The extent of the threat is underlined by the fact that SoftBank Robotics has sold more than 30,000 of these humanoid robots worldwide to date, and according to IDC, robotics spending is expected to reach $231bn by 2021.
Many industries rely on robots, including industrial manufacturing, automotive, retail and restaurants to expedite processes usually handled by humans.
According to Cerrudo and Apa, if robot vulnerabilities are exploited to upload ransomware, a business could lose access to data, robot production could shut down, and businesses could wait weeks for costly robots to be repaired.
“It is no secret that ransomware attacks have become a preferred method for cyber criminals to get monetary profit by encrypting victim information and requiring a ransom to get the information back,” said Lucas Apa, senior security consultant at IOActive.
“Knowing that, we decided to conduct a proof-of-concept ransomware attack on the Nao robot, leveraging vulnerabilities we uncovered in our prior research in 2017.”
The attack is based on the assumption that business owners are more likely to pay ransom than wait weeks to return targeted robots to operational status. “Every second a robot is non-operational, businesses and factories are losing lots of money,” said Apa.

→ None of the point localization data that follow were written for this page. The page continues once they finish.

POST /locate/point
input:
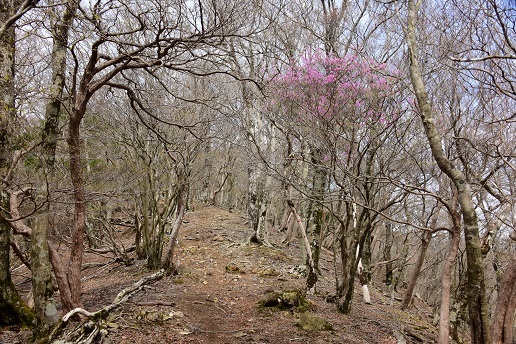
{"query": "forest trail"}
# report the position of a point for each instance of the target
(214, 298)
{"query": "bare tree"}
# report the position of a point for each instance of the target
(478, 311)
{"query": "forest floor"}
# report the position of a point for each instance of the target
(215, 297)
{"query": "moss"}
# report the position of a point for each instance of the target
(310, 322)
(291, 300)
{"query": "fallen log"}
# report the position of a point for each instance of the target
(95, 323)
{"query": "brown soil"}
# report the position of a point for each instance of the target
(215, 296)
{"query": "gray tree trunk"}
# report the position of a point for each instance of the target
(477, 304)
(12, 308)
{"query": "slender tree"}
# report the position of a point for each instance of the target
(477, 304)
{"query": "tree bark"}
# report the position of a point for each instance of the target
(311, 278)
(477, 304)
(73, 272)
(167, 261)
(42, 285)
(407, 297)
(444, 312)
(389, 239)
(12, 308)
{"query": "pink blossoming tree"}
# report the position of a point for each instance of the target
(341, 109)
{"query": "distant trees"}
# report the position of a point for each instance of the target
(297, 113)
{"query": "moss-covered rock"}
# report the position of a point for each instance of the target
(310, 322)
(291, 300)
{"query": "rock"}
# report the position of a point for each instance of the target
(269, 272)
(293, 300)
(310, 322)
(232, 268)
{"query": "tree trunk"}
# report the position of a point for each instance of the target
(79, 221)
(42, 285)
(311, 278)
(12, 308)
(167, 261)
(444, 313)
(407, 297)
(477, 304)
(503, 319)
(389, 239)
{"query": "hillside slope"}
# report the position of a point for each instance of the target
(215, 298)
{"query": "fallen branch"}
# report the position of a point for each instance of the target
(88, 330)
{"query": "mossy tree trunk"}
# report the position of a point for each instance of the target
(12, 308)
(42, 286)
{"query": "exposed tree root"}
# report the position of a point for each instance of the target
(95, 324)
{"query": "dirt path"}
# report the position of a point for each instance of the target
(214, 299)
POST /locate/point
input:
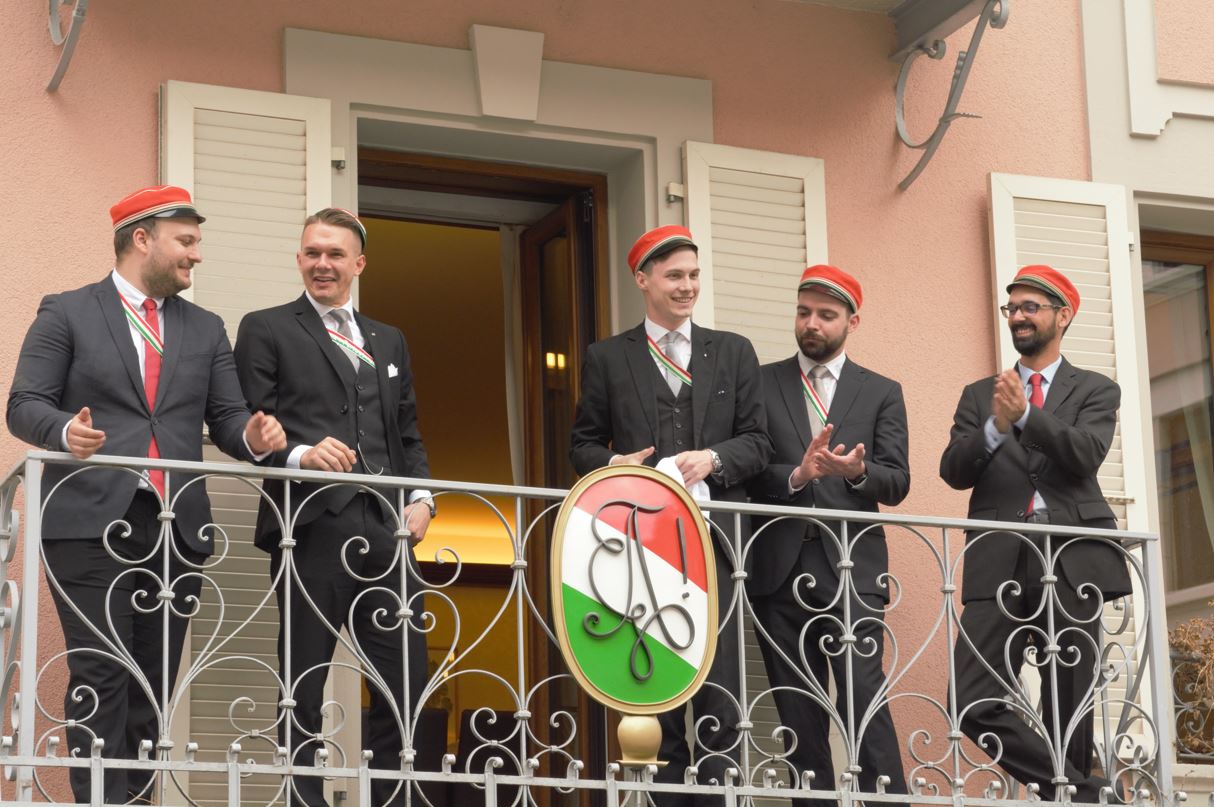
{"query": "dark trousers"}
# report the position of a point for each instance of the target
(359, 600)
(1067, 677)
(115, 652)
(807, 716)
(715, 738)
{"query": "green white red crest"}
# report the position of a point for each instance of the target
(634, 589)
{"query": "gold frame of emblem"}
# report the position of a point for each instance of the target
(561, 629)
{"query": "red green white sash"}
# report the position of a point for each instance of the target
(668, 363)
(142, 327)
(811, 396)
(350, 347)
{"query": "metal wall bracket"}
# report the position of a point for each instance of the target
(994, 15)
(66, 41)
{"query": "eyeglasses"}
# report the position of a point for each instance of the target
(1028, 308)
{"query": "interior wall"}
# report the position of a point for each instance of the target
(441, 285)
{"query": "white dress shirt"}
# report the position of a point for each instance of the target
(994, 438)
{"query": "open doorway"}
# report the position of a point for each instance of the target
(497, 276)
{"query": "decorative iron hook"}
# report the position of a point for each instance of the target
(994, 15)
(68, 41)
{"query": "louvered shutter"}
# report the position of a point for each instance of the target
(257, 164)
(759, 220)
(1081, 228)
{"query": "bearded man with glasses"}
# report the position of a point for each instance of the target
(1030, 442)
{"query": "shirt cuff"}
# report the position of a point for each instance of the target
(256, 458)
(293, 459)
(793, 490)
(994, 438)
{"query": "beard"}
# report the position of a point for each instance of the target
(817, 347)
(162, 280)
(1034, 341)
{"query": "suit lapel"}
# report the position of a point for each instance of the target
(315, 327)
(1061, 386)
(703, 378)
(172, 329)
(851, 378)
(378, 348)
(120, 331)
(636, 350)
(788, 375)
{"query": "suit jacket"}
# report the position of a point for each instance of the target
(79, 353)
(866, 408)
(1058, 453)
(290, 368)
(618, 409)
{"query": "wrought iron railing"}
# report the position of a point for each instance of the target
(534, 750)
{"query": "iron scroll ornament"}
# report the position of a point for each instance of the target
(66, 41)
(634, 590)
(994, 15)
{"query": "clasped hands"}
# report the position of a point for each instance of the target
(821, 460)
(264, 433)
(696, 466)
(1008, 402)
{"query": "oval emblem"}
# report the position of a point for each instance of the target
(634, 589)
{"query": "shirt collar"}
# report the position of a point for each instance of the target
(322, 310)
(834, 367)
(132, 295)
(1047, 371)
(657, 331)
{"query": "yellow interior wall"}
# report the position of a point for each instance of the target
(441, 285)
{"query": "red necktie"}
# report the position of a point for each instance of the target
(1037, 398)
(151, 381)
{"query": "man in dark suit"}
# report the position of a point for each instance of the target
(1030, 442)
(818, 404)
(125, 367)
(342, 386)
(670, 388)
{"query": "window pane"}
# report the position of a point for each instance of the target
(1178, 351)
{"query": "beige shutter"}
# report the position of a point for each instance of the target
(1081, 228)
(257, 164)
(759, 219)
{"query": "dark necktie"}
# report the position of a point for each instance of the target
(151, 382)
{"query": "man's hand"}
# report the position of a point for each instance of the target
(329, 454)
(1008, 402)
(841, 462)
(695, 466)
(635, 458)
(265, 433)
(807, 471)
(417, 521)
(83, 438)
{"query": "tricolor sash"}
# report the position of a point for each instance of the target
(667, 363)
(820, 408)
(142, 327)
(350, 347)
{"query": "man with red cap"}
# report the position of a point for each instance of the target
(670, 388)
(1030, 442)
(125, 367)
(839, 433)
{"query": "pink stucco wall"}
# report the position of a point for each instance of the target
(1181, 41)
(787, 77)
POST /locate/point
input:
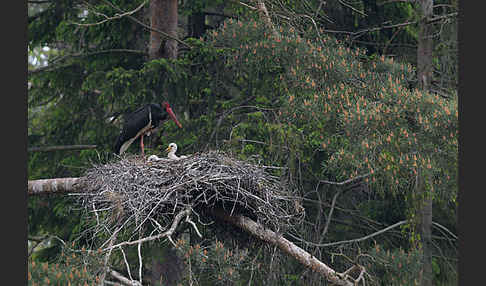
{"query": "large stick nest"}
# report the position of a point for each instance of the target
(137, 192)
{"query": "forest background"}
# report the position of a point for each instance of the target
(356, 100)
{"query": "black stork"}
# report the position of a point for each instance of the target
(143, 121)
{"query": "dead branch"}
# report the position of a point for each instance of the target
(123, 279)
(51, 186)
(345, 182)
(116, 16)
(298, 253)
(60, 148)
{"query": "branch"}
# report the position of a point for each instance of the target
(298, 253)
(148, 27)
(60, 148)
(117, 16)
(345, 182)
(361, 238)
(51, 186)
(123, 279)
(167, 234)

This new research on robotic ransomware builds on the original research that Apa conducted with Cerrudo, CTO at IOActive, in 2017, during which they discovered almost 50 vulnerabilities in robots from various robot technology suppliers.
As outlined in the original research, Hacking robots before Skynet and Hacking robots before Skynet – technical appendix, attackers could manipulate the flaws found in these robots to spy via the robot’s microphone and camera, leak data, or cause serious physical harm.
Cerrudo and Apa then took the research a step further, creating and uploading ransomware to the Nao robot model, which has the same operating system as the SoftBank Pepper model.
By injecting custom code into any behaviour file classes, they altered the robot behaviours to be malicious. Possible malicious behaviour in an infected robot includes complete interruptions in service, pornographic content on the robot display, the use of curse words, even doing violent movements.
The infected robot could also be an entryway into other internal networks at a business, offering backdoor access to hackers and an entry point for layer penetration to steal sensitive data.
“Even though our proof-of-concept ransomware impacted SoftBank’s Nao and Pepper robots, the same attack could be possible on almost any vulnerable robot,” said Apa.
“Robot vendors should improve security as well as the restore and update mechanisms of their robots to minimise the ransomware threat. If robot vendors don’t act quickly, ransomware attacks on robots could cripple businesses worldwide.”
IOActive informed SoftBank of the findings through responsible disclosure in January 2017 and is not aware of any fix available at time of writing, more than a year later.